Saya sendiri menggunakan timeline yang diambil dari race result senior kantor saya, Mas Widho. Beliau pernah mengikuti kategori 116 km di tahun 2019. Dari race result Mas Widho, saya bisa tau jam berapa beliau tiba di setiap CP dan WS yang ada di kategori 116. Berhubung jalur MSC kategori 116 km tahun 2019 dan 2022 sama persis, saya harus disiplin dengan waktunya Mas Widho. Sialnya, di tahun 2022 ini MSC diwarnai hujan deras dan jalur makin sulit terutama setelah turun dari Arjuno, sempat molor sedikit waktunya, tapi saya harus tutup keterlambatan itu di pemberhentian berikutnya.
Kemudian,
Mandatory Gear adalah hal yang gak bisa ditawar-tawar lagi. Jangan pernah picik, menunjukan
mandatory gear yang lengkap ketika checking ke panitia, lalu menyimpan sebagian barang bawaan wajib itu di koper, supaya beban terasa jadi lebih enteng pas lari, BIG NO, ANDA CARI MATI. Di MSC tahun 2022 ini ada kejadian salah satu pelari kategori 116 km tersesat tapi bisa selamat karena membawa Mandatory Gear yang lengkap ketika lari. Cerita lebih lengkap soal pendaki tersesat ini dapat kalian simak lewat link ini
Pelari MSC 2022 tersesat. Bahkan saya membawa 2
emergency blanket buat berjaga-jaga dari cuaca gunung yang tidak terduga. Maklum, saya orang yang sangat sangat gak tahan sama cuaca dingin.
Emergency blanket ini cuma satu kali pakai, kalau sudah lecek, daya hangatnya udah gak ada lagi.
Berikutnya adalah nutrisi, rute 116 km, bukan rute yang kaleng kaleng. Manfaatkan makanan dan minuman di setiap WS. Masing-masing orang beda takarannya. Pastikan setiap pergerakan, vest mu tersedia snack dan air yang cukup. Tahun 2019, pernah kejadian di WS Lembah Sadelan, air habis yang disediakan panitia habis, dan banyak peserta kategori 75 km dan 116 km memutuskan untuk DNF.

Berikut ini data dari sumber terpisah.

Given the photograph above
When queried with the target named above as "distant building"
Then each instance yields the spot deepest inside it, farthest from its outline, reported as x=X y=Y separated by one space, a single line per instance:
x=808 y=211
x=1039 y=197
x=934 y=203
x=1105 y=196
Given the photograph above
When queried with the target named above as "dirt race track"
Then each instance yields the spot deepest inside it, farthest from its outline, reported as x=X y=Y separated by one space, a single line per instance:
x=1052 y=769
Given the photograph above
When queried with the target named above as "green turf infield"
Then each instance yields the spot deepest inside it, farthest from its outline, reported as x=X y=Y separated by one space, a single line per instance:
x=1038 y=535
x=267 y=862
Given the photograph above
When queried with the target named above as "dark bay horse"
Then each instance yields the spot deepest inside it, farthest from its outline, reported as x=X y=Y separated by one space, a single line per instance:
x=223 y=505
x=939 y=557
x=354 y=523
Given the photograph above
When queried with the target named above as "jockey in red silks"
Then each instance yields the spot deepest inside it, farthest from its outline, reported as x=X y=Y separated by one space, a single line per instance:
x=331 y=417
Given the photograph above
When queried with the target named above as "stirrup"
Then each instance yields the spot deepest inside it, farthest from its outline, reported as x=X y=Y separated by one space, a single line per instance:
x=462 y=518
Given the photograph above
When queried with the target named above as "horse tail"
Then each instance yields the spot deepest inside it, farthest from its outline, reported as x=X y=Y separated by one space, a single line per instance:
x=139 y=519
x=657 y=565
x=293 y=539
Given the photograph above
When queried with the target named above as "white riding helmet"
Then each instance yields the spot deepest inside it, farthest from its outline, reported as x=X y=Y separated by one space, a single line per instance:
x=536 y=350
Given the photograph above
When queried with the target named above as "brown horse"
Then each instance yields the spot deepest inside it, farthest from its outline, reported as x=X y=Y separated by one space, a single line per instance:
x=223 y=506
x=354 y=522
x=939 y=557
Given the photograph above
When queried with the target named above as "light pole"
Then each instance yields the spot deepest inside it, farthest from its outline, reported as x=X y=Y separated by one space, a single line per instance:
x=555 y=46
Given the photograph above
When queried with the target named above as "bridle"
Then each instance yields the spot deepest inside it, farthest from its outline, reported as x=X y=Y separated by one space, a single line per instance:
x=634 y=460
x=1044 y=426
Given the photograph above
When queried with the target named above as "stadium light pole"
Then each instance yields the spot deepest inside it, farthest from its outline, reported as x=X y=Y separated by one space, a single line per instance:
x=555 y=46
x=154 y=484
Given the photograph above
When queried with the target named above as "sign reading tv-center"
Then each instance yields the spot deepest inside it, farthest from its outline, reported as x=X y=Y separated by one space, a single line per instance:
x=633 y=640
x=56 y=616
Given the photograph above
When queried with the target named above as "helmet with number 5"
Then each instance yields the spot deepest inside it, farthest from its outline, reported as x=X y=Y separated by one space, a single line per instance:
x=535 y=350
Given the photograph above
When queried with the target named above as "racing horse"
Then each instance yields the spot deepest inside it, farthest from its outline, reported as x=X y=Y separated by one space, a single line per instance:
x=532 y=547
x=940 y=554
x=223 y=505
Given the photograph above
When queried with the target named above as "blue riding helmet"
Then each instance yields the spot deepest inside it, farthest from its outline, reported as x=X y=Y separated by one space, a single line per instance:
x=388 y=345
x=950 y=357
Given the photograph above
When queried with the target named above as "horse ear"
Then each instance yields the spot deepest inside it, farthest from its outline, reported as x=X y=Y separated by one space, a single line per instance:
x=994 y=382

Selanjutnya, aplikasi navigasi dan peta offline di handphone. Memang benar, marking MSC 2022 ini jelas. Tapi saya menemukan di jalur menjelang WS UB Forest hampir 2 km tidak ada marka. Entah markanya yang memang jarang, atau tersembunyi di antara ranting-ranting pohon, tapi sepengamatan saya, Om Eri dan Mas Fauzi benar-benar blank, padahal ada persimpangan juga. Untungnya saya dan Mas Fauzi ngecek rute GPX dari website MSC di aplikasi navigasi offline yang kami miliki, jalur dengan marka kosong itu benar menuju UB Forest. Gak asik banget, udah capek, masih harus dapet jackpot nyasar. Dari beberapa postingan IG teman-teman saya yang ikut MSC 2022 pun ada juga yang tersesat.
 |
MSC 2019, saya kategori 55 km dan Mas Widho kategori 116 km, kami finish dengan jeda waktu yang tidak terlalu jauh |
Arjuno Welirang selalu memberikan kesan tersendiri. Brutalnya rute, ekstrimnya cuaca dibalut keindahan alam & profesionalnya kru yang ada di balik layar. Bisa berlari di sini sangat menyenangkan, apalagi bisa menyelesaikan sebagai finisher, ada kebanggan tersendiri.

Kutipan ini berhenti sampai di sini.